Presenting Secretary-General Ban Ki-moon's latest report on the West African country, Mr. Ladsous praised President Alassane Outtara and his Government for taking “signing steps” to tackle many of the challenges facing the country. Among these, he noted the disarmament, demobilization and reintegration of some 65,000 former combatants.
He cautioned, however, that the former combatants “could become a threat to human rights and stability in Ivory Coast and the sub-region, as they are more likely to pick up arms again should the opportunity arise.”
Summarizing the other key aspects of the report, Mr. Ladsous called on all Ivoirians to resolve their political difference peacefully and stressed his concern over the country's political fragmentation.

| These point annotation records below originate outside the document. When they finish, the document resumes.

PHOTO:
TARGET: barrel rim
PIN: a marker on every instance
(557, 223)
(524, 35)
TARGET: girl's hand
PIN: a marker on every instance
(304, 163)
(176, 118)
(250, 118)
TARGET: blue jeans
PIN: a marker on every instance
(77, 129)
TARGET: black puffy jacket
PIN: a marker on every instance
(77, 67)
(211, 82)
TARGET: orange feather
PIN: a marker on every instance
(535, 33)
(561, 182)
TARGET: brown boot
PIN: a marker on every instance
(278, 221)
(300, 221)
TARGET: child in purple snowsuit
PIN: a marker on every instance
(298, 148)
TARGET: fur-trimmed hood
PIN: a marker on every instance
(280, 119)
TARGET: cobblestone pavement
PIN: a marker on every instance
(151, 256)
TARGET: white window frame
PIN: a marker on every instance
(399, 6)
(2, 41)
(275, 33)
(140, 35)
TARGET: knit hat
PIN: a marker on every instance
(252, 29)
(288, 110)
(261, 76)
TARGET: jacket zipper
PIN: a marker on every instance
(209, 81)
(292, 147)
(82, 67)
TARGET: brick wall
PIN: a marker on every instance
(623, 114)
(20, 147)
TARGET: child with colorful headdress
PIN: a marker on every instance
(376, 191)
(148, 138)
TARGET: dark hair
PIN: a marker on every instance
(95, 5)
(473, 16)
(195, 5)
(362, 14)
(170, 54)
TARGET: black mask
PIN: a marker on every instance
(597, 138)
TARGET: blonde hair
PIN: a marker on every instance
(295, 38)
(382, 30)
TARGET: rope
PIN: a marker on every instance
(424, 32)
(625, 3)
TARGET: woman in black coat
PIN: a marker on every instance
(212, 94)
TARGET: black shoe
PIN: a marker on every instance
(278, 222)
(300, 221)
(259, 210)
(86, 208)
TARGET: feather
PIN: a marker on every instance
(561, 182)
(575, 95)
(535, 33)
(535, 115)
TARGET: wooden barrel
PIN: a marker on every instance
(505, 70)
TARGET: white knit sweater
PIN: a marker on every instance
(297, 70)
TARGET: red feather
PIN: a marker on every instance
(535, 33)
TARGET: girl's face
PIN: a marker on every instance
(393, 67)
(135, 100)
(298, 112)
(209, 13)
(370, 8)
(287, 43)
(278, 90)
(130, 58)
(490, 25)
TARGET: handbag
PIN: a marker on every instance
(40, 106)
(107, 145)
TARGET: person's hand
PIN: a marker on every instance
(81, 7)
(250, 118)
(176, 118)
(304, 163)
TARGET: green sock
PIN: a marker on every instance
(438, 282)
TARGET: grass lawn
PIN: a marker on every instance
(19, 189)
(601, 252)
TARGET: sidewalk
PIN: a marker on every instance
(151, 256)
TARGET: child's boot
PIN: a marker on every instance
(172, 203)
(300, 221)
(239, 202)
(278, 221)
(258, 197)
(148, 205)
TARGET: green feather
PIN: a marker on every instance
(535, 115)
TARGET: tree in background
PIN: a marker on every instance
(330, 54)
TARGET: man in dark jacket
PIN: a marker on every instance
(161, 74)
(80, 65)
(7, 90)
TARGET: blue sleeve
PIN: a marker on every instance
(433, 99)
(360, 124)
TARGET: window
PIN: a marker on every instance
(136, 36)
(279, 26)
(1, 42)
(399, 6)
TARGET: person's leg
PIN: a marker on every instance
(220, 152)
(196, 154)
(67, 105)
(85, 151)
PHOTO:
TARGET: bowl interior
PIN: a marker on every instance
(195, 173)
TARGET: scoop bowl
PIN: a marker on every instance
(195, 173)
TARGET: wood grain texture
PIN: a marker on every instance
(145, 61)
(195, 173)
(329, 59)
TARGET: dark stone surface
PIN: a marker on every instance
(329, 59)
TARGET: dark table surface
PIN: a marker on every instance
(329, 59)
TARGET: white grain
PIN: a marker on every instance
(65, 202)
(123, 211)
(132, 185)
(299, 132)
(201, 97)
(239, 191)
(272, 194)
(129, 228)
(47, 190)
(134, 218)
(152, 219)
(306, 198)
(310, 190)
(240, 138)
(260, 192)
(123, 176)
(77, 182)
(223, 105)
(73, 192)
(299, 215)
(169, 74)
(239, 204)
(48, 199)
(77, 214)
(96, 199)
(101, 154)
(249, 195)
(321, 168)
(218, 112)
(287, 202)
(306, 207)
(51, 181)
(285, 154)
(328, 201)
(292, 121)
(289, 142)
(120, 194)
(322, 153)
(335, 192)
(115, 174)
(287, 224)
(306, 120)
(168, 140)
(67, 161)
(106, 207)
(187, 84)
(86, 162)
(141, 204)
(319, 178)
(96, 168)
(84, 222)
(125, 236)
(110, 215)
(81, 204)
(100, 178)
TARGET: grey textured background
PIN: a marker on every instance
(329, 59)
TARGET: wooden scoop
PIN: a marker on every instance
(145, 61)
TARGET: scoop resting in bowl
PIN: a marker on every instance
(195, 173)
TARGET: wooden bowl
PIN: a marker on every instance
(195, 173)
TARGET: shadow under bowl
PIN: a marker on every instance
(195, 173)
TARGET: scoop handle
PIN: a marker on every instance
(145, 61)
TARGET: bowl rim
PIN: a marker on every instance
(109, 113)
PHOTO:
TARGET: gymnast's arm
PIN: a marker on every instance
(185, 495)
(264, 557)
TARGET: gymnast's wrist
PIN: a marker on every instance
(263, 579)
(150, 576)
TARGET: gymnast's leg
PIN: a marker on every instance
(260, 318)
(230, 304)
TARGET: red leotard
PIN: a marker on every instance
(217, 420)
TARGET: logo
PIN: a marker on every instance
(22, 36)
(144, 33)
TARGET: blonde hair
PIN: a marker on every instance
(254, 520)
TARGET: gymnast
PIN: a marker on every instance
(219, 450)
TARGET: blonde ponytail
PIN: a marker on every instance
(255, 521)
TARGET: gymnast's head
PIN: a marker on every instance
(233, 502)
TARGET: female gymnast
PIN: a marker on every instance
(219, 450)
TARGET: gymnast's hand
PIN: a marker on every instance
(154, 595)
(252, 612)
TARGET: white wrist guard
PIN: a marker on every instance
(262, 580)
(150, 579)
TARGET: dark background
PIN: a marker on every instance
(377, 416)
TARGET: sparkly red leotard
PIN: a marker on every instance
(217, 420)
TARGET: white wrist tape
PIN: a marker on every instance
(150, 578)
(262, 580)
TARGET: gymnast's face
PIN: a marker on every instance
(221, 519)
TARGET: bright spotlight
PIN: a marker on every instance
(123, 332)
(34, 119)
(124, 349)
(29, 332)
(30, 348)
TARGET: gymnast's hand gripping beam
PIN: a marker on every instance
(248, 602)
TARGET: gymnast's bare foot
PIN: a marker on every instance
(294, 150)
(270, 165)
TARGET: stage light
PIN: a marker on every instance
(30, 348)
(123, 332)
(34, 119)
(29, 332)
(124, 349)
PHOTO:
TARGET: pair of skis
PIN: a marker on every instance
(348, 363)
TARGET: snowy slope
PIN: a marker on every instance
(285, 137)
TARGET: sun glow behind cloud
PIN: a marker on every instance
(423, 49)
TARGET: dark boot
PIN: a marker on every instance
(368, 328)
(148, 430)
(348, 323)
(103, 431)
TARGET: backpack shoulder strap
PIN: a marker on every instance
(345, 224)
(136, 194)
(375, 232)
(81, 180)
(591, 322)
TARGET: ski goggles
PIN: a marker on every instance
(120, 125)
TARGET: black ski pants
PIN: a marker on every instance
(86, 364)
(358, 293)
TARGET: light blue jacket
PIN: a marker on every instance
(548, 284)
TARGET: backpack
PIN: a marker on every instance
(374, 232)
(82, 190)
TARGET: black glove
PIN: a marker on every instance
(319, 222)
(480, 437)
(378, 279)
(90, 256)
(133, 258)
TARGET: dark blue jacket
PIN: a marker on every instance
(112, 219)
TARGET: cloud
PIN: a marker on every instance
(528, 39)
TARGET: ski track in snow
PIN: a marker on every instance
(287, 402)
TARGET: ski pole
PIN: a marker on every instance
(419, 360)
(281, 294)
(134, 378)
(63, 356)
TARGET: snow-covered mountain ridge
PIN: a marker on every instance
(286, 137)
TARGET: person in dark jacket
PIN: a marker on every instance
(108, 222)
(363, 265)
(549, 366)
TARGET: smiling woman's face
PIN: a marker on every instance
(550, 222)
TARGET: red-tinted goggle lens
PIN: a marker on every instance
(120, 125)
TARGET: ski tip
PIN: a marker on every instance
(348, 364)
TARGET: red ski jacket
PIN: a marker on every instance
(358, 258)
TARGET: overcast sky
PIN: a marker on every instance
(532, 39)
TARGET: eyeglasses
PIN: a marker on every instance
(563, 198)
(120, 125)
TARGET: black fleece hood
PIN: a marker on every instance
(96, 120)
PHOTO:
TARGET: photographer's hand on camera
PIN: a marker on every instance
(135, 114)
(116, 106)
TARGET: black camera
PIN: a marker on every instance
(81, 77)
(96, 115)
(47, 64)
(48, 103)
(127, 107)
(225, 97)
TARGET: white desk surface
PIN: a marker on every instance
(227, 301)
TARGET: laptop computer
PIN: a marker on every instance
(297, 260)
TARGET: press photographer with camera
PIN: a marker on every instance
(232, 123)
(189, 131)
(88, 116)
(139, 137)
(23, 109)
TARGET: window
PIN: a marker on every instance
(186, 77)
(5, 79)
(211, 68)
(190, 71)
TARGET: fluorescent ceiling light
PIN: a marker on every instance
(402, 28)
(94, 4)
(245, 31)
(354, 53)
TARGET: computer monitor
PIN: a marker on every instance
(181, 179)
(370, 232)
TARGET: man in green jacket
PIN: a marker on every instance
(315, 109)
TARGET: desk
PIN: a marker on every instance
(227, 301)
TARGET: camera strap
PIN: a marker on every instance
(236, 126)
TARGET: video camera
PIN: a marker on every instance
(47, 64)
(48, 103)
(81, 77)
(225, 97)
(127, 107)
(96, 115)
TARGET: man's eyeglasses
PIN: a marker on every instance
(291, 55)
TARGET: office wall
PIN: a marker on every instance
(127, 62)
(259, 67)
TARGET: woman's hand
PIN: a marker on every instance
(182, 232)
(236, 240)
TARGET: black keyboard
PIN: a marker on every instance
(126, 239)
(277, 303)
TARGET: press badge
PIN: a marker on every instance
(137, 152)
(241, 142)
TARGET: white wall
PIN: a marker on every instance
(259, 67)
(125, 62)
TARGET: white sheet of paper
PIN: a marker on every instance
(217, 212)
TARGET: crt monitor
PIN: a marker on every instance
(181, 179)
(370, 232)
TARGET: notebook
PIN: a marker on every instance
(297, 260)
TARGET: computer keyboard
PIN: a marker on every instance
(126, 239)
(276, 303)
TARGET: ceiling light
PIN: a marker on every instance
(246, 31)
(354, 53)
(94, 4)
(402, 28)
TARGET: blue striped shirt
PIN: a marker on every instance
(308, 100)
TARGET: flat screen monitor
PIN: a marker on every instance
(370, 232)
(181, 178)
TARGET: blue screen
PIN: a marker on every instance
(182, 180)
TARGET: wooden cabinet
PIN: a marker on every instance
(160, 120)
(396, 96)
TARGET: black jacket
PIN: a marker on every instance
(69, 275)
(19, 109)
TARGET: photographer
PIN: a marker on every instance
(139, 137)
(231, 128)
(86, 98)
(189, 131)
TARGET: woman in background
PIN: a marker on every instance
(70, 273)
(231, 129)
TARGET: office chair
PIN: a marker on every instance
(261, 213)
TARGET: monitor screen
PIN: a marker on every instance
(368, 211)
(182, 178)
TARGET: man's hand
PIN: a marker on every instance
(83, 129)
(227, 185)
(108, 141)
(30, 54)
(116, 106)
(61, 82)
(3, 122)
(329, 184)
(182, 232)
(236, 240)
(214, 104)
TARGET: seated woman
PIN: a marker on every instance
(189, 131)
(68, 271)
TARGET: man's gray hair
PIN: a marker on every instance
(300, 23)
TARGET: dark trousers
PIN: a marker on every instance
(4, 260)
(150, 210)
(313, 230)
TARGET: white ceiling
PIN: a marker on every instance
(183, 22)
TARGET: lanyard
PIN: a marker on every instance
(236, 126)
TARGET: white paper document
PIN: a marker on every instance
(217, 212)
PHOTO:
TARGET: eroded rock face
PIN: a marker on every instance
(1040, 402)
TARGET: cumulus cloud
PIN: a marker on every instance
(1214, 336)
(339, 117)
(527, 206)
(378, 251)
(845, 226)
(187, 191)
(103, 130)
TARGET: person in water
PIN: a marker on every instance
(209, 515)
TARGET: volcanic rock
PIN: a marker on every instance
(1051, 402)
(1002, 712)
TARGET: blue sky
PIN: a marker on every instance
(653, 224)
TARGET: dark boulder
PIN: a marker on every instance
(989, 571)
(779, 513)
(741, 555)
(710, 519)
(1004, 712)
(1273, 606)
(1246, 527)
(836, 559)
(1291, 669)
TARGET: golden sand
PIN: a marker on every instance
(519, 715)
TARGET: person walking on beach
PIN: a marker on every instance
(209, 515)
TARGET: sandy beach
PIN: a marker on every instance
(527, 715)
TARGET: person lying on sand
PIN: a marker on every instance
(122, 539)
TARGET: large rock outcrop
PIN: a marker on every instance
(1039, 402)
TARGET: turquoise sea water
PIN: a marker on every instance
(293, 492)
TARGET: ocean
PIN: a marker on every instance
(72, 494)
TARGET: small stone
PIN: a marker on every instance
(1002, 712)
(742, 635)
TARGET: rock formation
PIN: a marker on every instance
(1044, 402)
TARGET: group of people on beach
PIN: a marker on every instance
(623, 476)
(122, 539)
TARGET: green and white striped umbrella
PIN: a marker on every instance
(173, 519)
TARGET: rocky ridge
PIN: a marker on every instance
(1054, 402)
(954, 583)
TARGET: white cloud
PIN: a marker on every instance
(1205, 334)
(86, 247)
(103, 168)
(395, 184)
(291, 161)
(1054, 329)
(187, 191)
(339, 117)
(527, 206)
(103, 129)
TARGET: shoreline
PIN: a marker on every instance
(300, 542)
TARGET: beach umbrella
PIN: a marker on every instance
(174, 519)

In the report, Mr. Ban said: “I therefore urge the Government and the former ruling party to resume discussions, while continuing dialogue with other parties, to pave the way for the political reconciliation that will be essential as we move towards a new electoral cycle in 2015.” He also notes the upcoming presidential and legislative elections will be a “litmus test for the country.”
Côte d'Ivoire's 2010 presidential election, meant to be the culminating point in a long-running UN peace process, resulted in months of violence when former President Laurent Gbagbo refused to step down after losing to Alassane Ouattara. Mr. Gbagbo finally surrendered the following April.
In a key milestone earlier this year, the country successfully held regional and municipal elections. These demonstrated the ability of national authorities and security forces to assume responsibility for organizing the safeguarding the voting process and the commitment of citizens to the democratic process, the report noted commending the vote.
In his summary of Mr. Ban's report, Mr. Ladsous noted the positive work of the Dialogue, Truth and Reconciliation Commission which is due to end in September. He urged officials to promote further efforts to combat impunity to ensure that those responsible for serious violations of human rights and international humanitarian law be brought to justice irrespective of their political affiliation.
Security – while improved – remains a concern for the country, particularly along the border with Liberia. During a quadripartite meeting in April, the two Governments agreed to enhance their presences at the border area and to take steps to strengthen security and reinforce humanitarian coordination. These efforts are supported by UNOCI and the UN Mission in Liberia (UNMIL).
Other threats detailed by Mr. Ladsous include the presence of mercenaries, former combatants and other armed elements; the uncontrolled circulation of weapons; criminal activities; and, violence between communities remain of concern, as well as piracy in the Gulf of Guinea, drug trafficking and organized crime.
The UN peacekeeping chief praised UNOCI's efforts to enhance protection of civilians, including through increased civilian field presence and contacts with local authorities.
Mr. Ladsous also noted that while the Secretary-General's report proposed benchmarks to measure the country's progress towards long-term stability and to prepare for a potential transition, “it is still too early to predict when UNOCI will start its transition.”